Through the looking glass: Shahzia Sikander, Pakistan’s most celebrated global icon of the arts

Raza Rumi in The Friday Times:

ShahziaIt is a pity that I got to discover Shahzia Sikander’s work only when I left Pakistan. After her initial successes in the 1990s, with her migration to the United States, she slowly disappeared from the local art scene and the narratives within her country of birth, almost rendered invisible, like the mythical characters one reads in the folklore. In a different country, she would be celebrated for being a global icon, intensely original and gifted. Not in her country of birth where talent is subjugated to the cliques that define ‘excellence’ and where history has to be doctored to make the present legible and comfortable.
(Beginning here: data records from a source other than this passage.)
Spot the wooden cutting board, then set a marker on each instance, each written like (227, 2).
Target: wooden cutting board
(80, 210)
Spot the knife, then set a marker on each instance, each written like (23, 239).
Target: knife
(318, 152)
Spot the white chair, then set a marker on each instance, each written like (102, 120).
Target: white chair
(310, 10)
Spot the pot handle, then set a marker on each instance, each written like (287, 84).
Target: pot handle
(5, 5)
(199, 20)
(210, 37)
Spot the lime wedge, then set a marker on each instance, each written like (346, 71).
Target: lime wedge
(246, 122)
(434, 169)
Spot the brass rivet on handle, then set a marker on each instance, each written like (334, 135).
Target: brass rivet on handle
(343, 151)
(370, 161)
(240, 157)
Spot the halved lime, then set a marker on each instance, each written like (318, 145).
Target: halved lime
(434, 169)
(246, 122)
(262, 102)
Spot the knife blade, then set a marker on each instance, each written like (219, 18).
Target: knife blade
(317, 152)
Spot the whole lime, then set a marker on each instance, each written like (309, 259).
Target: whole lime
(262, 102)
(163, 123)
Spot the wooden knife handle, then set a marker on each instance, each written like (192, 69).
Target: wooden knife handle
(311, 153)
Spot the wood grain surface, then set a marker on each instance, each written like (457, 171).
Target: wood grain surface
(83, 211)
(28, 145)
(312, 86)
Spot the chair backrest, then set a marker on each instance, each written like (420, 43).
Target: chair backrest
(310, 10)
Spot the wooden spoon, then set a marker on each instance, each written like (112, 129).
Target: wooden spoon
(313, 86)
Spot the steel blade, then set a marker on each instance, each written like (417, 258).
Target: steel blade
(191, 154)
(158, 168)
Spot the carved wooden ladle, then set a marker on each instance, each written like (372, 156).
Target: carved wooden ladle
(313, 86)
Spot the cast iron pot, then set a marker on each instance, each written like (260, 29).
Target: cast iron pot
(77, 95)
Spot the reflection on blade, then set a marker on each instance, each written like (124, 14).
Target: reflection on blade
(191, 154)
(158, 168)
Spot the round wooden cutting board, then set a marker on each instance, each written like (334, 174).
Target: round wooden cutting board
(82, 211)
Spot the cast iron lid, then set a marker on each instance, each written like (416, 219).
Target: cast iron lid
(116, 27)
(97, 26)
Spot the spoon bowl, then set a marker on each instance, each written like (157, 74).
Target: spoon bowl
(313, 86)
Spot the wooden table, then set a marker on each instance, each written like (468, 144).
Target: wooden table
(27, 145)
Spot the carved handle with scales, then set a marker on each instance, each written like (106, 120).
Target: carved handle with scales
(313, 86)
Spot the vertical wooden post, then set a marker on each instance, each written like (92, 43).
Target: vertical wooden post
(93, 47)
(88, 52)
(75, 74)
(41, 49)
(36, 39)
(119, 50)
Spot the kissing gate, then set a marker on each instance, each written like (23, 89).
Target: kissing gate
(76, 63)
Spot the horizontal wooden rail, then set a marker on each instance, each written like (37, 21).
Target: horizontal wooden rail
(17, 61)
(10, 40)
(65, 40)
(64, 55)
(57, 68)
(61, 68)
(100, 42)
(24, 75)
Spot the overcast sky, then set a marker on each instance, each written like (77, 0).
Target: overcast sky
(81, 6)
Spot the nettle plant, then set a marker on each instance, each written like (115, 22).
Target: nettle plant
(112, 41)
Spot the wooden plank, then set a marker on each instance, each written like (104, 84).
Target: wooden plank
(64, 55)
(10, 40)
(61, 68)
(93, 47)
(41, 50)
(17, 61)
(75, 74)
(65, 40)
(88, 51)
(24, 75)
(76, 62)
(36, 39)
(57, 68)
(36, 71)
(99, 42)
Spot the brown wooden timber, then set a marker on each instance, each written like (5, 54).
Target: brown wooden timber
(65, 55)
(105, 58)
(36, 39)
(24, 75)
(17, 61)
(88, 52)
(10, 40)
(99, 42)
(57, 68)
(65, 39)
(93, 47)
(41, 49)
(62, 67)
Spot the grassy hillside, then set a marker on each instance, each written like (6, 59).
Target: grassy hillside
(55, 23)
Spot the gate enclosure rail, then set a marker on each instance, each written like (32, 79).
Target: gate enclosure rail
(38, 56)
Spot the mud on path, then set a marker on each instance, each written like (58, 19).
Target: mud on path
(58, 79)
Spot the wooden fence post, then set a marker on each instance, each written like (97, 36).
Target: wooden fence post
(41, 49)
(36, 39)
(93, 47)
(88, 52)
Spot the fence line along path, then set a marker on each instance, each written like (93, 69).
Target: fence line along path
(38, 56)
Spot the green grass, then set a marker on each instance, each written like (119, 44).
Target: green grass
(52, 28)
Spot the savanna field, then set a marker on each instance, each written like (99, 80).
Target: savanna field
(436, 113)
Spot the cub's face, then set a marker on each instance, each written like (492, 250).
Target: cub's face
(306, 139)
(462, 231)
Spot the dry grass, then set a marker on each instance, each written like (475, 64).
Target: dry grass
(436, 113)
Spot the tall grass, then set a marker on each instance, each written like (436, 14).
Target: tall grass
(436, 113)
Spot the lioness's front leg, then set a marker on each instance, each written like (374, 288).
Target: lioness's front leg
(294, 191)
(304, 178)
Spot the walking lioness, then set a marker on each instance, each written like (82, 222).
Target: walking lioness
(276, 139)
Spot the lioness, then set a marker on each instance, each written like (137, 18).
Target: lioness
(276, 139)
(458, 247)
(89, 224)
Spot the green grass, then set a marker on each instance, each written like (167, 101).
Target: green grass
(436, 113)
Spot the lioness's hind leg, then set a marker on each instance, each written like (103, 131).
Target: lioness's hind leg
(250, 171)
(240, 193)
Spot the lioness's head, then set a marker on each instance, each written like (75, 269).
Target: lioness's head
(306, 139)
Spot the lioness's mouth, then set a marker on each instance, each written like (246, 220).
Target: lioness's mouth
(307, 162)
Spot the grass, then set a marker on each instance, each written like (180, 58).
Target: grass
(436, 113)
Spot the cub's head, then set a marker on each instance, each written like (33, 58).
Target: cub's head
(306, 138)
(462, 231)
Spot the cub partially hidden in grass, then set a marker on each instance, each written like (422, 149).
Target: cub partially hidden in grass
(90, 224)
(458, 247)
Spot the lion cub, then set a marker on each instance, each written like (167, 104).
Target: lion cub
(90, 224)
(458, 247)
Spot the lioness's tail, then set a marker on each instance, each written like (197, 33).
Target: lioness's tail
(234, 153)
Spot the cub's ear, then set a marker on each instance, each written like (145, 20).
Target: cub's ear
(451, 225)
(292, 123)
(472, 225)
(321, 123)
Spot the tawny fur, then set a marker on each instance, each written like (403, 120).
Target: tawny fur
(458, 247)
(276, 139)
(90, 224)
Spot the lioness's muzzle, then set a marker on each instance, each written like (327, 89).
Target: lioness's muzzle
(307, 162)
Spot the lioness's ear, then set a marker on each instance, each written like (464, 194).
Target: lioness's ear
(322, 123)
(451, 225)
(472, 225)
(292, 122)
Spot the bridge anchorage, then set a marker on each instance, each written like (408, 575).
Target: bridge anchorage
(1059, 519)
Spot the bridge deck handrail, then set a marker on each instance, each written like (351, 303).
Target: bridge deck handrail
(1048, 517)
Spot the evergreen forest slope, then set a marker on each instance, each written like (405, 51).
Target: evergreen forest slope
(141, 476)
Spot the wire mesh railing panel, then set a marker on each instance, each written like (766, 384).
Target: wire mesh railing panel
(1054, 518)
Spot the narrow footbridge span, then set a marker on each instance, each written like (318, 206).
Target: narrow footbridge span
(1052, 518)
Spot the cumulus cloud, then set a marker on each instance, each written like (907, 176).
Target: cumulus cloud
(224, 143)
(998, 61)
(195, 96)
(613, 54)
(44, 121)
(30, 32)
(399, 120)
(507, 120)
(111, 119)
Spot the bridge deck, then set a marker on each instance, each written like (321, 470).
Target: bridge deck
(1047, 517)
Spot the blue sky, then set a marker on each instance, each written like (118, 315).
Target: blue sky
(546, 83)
…Sikander’s two decades of practice has seen three distinct phases: first pushing the boundaries of miniature and subverting the tradition; second the early 2000s where she distanced from the form but not its essence and delved into larger questions of global relevance. Her third and more recent phase is turning her art practice into a three dimensional endeavour where the form holds a dialogue with the content, the artist engages in a discourse with her medium; and the viewer is pulled into that conversation. This is reflected in her recent works such as Parallax and ‘The cypress despite its freedom is held captive by the garden’ based on a dilapidated cinema Khorfakkan and a Pakistani labourer. This amazing repertoire, unmatched by any artist of her generation, is nearly invisible in her own country. As Faisal Devji wrote last year in a hard-hitting piece entitled ‘Little Dictators’: “Sikander’s pioneering work is under threat, being routinely censored…”. Devji cited two books – Modernism and the Art of Muslim South Asia and Art and Polemic in Pakistan (by Iftikhar Dadi) Cultural Politics and Tradition in Contemporary Miniature Painting (by Virginia Whiles) that ignored the ‘foundational character’ of Sikander’s work. These are two major art histories of Pakistan and both omit Sikander’s vital contribution to contemporary Pakistani art at home and abroad. Devji added, “..If anyone can break this stranglehold on the narrative of Pakistan’s cultural history, it is Sikander, who achieved global fame in the pre-9/11 world and whose work is not over-determined by the “war on terror,” itself now an aesthetic commodity.”

Picture: Unseen, 2011-2012, Outdoor Projection at Doris Duke’s ShangriLa, Honolulu, Hawaii.